Thankfully, a few months ago, that changed, as our office chose to have lunch and do a little wine shopping at the estate. While you could easily spend a full day there – with a museum, classical music concerts and a hiking trail all on offer, in addition to the tasting room, farm shop and restaurant – we spent a good few hours indulging in the menu provided by Chef Michelle Theron. The rest we’ll need to experience another day.
Pierneef à La Motte is inspired by La Motte’s admiration of local artist, Jacob Hendrik Pierneef, known for his portrayal of the South African landscape. Following in his footsteps, the restaurant aims to showcase local South African cuisine, with Chef Michelle’s modern interpretation. The restaurant itself is light, bright and large, with a wooden deck housing tables in the warmer months, overlooking a small lake.

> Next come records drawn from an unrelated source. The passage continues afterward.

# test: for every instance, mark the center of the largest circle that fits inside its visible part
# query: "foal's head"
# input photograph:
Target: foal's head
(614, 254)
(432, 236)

We ordered three courses, from the a la carte menu. As there were ten of us for lunch, I can’t talk you through all the dishes in detail – but can say not one person was disappointed with their meal, and many were more impressed than they anticipated. What I will say is that the descriptions on the menu don’t do the dishes justice. I ordered “butternut tart” to start – as it was the only vegetarian starter. I can’t say that I was overcome with excitement when ordering, but when the dish arrived at the table, I couldn’t wait to tuck in. Wafer-thin butternut, in the style of a dauphinoise, with a crunchy fritter, puree, pickled onion and more – like most of the plates that came to the table, it wasn’t just a dish – it was art.
The disparity between menu-and-plate also came to the fore with my main course, a buckwheat pancake with toasted seed-and-corn salad and fresh pea pesto. Imagining a flat pancake of sorts, I again wasn’t overly enthusiastic about my vegetarian option, but what arrived at the table was a different matter entirely. Complex flavours and such a well-conceptualised dish, I might have had a word with the waitress about doing it more justice on the menu. The table was split between steak, line fish, lamb and the seafood special of the day – all of which went down happily, with little moans of pleasure.
While Pierneef à La Motte falls firmly into the fine dining category, portion sizes were larger than I expected. We managed three courses each, and were comfortably full by the end of them, but could have easily only had two courses each and been satisfied. Worth knowing if you are planning on dining with men, who fear they will still be ravenous by the end of the meal.
While dessert was not disappointing, it was my least favourite dish of the day. I ordered the simply-named chocolate, chocolate, chocolate, and while, what came to the table was indeed elements of chocolate, I did feel it was lacking something – it seemed a little one dimensional when compared to the two phenomenal courses that preceded it.
Naturally, lunch was accompanied by two of our favourite La Motte wines – their Chardonnay and Syrah Viognier proving the most popular. The restaurant also offers a family-style Sunday lunch, and various dinner options that I’d love to return for.
Note: We paid for our meal in full. A review was not requested or expected. All images and views are my own.